The pursuer in Phee was an inexperienced golfer and first-time user of the course at Niddry Castle Golf Club, West Lothian. Mr Phee was unfortunately struck in the eye by a golf ball driven by the first defender, Mr Gordon, resulting in serious optical damage. The injury was sustained as Mr Phee walked on a path between the sixth green and the seventh tee. The path was situated at the edge of the 18th fairway, onto which Mr Gordon had been attempting to drive his ball when he experienced a “duck hook”.
There were some discrepancies in the evidence regarding the warning shouts given by the party on the 18th tee, and the evasive action taken by the pursuer. It was common ground at the proof, however, that there were no warning signs on the path or on the 18th tee to alert players to the risk of wayward shots.

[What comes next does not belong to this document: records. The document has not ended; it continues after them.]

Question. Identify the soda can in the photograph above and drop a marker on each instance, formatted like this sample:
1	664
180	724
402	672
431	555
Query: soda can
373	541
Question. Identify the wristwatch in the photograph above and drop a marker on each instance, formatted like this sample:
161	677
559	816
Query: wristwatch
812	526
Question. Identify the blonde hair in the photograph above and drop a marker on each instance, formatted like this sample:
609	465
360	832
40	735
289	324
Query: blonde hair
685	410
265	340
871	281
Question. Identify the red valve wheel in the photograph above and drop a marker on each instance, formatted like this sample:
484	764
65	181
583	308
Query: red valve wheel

The first defender’s position was that the pursuer was himself wholly at fault for the accident, or had contributed to it, through failing to take heed of the shout of “fore”. Having heard evidence from the playing parties and expert witnesses, Lord Brailsford found the exercise of reasonable care should have informed Mr Gordon that there was a foreseeable risk that his shot might be bad and might stray towards the pursuer. Lord Brailsford held that the first defender owed the pursuer a duty of care and should have been aware of the risk his tee shot posed to a person in the position of the pursuer at that time. He therefore found Mr Gordon 70% liable for the injury caused to the pursuer.

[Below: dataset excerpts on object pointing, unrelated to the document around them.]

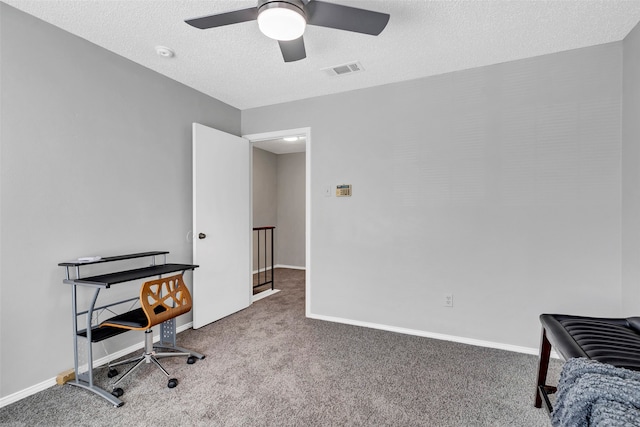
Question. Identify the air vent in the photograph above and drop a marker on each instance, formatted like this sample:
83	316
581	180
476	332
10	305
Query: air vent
341	70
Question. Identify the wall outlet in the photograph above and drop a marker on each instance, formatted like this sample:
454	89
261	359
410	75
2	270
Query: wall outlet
447	300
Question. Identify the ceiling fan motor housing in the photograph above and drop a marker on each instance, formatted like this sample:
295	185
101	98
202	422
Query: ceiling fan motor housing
295	5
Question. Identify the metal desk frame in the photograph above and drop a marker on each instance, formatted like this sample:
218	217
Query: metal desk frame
92	333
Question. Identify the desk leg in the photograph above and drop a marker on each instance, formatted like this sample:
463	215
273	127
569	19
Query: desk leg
85	379
168	340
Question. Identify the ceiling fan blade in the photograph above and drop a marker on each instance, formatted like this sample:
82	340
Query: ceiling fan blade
345	18
218	20
292	50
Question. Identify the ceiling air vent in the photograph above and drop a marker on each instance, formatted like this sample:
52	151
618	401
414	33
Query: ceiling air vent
341	70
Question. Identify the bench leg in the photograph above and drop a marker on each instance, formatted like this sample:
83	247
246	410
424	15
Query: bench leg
543	366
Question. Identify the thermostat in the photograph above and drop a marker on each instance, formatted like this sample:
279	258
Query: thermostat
343	190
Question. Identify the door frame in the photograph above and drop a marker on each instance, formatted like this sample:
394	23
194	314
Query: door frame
255	137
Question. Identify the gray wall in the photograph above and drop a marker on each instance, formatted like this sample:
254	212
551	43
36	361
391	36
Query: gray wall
95	160
501	185
265	202
290	234
631	175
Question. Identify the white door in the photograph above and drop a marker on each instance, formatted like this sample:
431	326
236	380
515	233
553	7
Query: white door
221	224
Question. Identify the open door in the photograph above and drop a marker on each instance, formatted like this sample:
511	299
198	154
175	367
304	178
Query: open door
221	224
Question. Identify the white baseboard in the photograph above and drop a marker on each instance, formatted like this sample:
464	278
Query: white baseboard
7	400
292	267
443	337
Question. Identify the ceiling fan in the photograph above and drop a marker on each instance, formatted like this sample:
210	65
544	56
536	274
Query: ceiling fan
285	21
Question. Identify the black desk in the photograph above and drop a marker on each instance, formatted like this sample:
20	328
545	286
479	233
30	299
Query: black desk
92	332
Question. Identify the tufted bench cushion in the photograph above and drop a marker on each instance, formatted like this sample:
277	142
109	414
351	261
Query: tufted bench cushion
612	341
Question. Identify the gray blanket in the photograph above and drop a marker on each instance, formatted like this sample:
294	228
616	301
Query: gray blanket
595	394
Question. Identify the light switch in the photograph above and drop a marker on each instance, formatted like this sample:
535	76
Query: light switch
343	190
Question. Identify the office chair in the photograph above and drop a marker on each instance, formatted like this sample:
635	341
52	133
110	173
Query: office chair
160	300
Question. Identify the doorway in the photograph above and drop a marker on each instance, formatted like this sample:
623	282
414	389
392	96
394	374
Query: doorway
287	155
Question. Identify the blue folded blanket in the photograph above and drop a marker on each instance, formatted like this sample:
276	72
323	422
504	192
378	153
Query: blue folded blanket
591	393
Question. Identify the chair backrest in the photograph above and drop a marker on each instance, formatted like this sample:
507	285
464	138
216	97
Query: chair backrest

The case against the second defenders, the members of the club, related to their failure to take reasonable care in terms of s 2(1) of the Occupiers’ Liability (Scotland) Act 1960. Although it was accepted that the club had not conducted a formal risk assessment for the course, evidence was led to the effect that risk was considered at committee level, but that there had been no reporting of accidents in the area in question, and therefore no reason to take any action. Lord Brailsford considered that this approach was unduly restrictive and that by failing to take a more proactive approach, the club was failing in its duties to persons coming on to the course. Finding that the failure to provide signs warning of danger at the 18th tee, or at the path between the sixth green and seventh tee, was a failure of duty by the defenders, the Lord Ordinary held the club 30% liable for the pursuer’s injury.

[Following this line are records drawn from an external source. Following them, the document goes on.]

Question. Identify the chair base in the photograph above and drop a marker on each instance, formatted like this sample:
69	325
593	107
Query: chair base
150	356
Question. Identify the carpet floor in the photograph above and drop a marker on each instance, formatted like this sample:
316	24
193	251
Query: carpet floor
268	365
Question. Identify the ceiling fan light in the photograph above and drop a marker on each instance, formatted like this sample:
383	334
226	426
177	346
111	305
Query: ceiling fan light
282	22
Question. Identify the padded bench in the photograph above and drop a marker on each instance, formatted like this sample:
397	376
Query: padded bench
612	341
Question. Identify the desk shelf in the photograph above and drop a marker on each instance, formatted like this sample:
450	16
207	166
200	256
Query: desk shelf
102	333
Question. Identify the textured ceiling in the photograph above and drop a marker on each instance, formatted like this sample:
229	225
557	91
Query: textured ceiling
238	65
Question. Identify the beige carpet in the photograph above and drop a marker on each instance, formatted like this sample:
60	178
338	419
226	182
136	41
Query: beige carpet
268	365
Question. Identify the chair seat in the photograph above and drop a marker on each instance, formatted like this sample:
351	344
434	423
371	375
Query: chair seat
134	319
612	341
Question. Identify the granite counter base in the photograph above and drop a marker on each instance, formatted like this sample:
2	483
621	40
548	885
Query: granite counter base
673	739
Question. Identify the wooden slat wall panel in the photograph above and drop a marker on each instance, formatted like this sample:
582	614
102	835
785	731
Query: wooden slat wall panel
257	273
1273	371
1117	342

Although it is dangerous to seek to draw much from cases that turn so much on their facts – for example, in Lewis v Buckpool Golf Club 1993 SLT (Sh Ct) 43 the allegations of breach of duty against the golf club under s 2(1) of the Occupiers’ Liability Scotland Act 1960 were not proven – some general points may be made.
First, in some sports the evidential burden may be easier to discharge. In this case, it was possible through expert evidence to recreate the circumstances with sufficient certainty to make factual findings, whereas in fast moving contact sports, pursuers may struggle unless an expert happens to be an eyewitness.
Secondly, Lord Brailsford found that, even if the pursuer had failed to take evasive action, that would not constitute contributory negligent behaviour.
Finally, as ever, the absence of a properly conducted, recorded and implemented risk assessment will leave those involved in running sports exposed to potentially significant risk.